Crosby v. Bank of Niagara
This text of 154 N.Y.S. 883 (Crosby v. Bank of Niagara) is published on Counsel Stack Legal Research, covering New York Supreme Court primary law. Counsel Stack provides free access to over 12 million legal documents including statutes, case law, regulations, and constitutions.
Opinion
The complaint alleges that the plaintiff was on March 18, 1915, duly appointed receiver of the Niagara Chocolate Company, at which time the Chocolate Company had on deposit with the defendant the sum of $2,348.18; and that the plaintiff on April 27, 1915, duly demanded said moneys, and defendant refused to pay the same, and demands judgment for such sum.

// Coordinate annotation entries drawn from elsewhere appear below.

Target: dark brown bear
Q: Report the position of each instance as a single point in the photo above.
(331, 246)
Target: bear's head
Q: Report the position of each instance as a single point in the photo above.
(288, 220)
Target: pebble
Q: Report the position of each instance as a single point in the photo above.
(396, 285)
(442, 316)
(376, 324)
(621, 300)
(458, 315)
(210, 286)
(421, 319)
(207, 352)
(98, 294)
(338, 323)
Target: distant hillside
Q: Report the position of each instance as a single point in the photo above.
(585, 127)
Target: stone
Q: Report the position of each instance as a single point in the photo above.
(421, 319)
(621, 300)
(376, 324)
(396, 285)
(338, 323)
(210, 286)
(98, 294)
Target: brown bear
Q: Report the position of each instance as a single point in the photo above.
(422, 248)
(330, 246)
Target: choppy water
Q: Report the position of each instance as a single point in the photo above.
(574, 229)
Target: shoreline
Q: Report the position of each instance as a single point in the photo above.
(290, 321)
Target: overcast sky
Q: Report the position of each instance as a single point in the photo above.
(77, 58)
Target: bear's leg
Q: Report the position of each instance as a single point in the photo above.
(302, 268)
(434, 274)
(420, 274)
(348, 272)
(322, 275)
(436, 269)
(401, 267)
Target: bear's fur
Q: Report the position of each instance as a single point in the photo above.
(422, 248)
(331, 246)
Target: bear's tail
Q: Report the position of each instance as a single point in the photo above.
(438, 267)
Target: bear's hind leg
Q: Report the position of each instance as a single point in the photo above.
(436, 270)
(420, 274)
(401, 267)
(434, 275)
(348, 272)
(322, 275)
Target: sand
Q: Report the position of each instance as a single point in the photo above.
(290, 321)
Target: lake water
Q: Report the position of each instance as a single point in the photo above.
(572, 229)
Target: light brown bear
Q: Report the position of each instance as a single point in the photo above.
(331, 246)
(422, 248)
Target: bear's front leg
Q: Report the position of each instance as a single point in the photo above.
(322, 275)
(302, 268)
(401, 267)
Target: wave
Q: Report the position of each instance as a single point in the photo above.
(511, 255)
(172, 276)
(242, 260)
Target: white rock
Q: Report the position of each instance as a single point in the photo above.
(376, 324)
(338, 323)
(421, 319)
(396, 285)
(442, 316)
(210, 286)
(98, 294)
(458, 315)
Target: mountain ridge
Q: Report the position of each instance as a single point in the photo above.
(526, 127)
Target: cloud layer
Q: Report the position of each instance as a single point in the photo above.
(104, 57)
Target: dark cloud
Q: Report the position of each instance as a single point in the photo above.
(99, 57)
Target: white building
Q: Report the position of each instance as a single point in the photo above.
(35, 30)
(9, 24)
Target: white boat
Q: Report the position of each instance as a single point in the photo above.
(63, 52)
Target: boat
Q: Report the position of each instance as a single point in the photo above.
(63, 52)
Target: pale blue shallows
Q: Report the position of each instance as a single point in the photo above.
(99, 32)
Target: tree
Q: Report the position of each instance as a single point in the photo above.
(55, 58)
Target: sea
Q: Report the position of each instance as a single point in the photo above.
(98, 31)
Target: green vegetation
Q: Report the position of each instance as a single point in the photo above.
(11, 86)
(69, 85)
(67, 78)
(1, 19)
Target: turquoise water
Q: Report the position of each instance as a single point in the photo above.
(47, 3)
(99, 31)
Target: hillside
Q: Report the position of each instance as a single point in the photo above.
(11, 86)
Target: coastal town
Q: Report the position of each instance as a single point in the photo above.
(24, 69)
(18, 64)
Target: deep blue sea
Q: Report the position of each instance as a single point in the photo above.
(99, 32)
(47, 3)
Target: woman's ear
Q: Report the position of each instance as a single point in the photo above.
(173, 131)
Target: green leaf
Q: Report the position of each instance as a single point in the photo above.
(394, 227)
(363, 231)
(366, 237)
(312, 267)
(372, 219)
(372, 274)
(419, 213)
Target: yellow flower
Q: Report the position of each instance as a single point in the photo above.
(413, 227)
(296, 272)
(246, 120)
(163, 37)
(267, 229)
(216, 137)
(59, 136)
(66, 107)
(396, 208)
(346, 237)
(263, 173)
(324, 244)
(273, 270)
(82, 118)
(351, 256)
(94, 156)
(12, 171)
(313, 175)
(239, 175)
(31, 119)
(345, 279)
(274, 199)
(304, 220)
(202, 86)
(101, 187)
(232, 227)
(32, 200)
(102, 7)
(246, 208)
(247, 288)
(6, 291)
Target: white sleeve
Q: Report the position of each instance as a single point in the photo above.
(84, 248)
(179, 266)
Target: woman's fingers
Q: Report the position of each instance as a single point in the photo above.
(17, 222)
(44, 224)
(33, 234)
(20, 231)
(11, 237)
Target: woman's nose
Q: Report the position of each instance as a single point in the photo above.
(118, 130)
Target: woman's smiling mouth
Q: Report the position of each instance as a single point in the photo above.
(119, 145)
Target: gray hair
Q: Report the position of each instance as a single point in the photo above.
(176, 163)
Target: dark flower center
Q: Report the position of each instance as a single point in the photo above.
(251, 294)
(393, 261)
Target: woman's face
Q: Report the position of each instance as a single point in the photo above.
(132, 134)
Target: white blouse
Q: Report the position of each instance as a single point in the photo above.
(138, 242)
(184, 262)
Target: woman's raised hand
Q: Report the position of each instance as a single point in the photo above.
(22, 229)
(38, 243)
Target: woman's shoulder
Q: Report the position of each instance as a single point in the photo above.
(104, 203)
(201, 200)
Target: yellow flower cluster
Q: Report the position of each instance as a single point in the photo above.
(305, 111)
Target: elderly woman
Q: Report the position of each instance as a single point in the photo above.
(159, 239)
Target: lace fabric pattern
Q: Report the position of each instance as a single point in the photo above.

The answer alleges that ever since September, 1914, the defendant was the owner and holder of a promissory note for $10,000, made by the Chocolate Company, payable to the defendant on demand; that on March 19, 1915, there was due and unpaid thereon $9,500 and interest; that on March 19, 1915, defendant applied the moneys on deposit to the credit of the Chocolate Company the sum of $2,348.18 upon the said demand note, and charged the same to the account of the Chocolate Company, and demands judgment dismissing plaintiff’s complaint. To this answer plaintiff demurs, upon the ground that it does not state facts sufficient to constitute a defense.
The allegations of the answer, if true, constitute a perfect defense to plaintiff’s cause of action, and the plaintiff’s demurrer thereto must be overruled, with costs.